The tall man, however, was behaving as though the market-place belonged to him, talking to his neighbours, who mostly looked at him askance, and every now and then breaking into a contemptuous laugh, provoked apparently by the eloquence of the young woman in the wagon. Meanwhile the little girl whose hand he held was trying to pull him into a better place for seeing the rest of the procession. For from the place where they stood on the outskirts of the crowd, the foremost wagon with its nodding wheat and sheaves, its speaker, its old women, and its bodyguard of girls entirely hid the cart behind it.

"Dis way, pappa, dis way," said the child, dragging him. He let her draw him, and suddenly from behind the speaker's cart there emerged the second wagon with its white horses; Rachel Henderson, the observed of all beholders, standing flushed and smiling, with the reins in her hands, the vicar just behind her, and Lady Alicia's lace parasol.

"My G.o.d!" said the man.

His sudden start, and clutch at the child's hand made the child cry out.

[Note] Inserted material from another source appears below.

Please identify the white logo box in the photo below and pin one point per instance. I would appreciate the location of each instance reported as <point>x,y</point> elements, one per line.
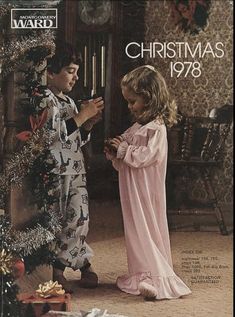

He checked her with a savage word, and while she whimpered unheeded, he stood motionless, sheltering himself behind a girl with a large hat who stood in front of him, his eyes fixed on the Great End wagon. A ghastly white had replaced the patchy red on his cheeks, and had any careful observer chanced to notice him at the moment, he or she would have been struck by the expression of his face--as of some evil, startled beast aware of its enemy, and making ready to spring.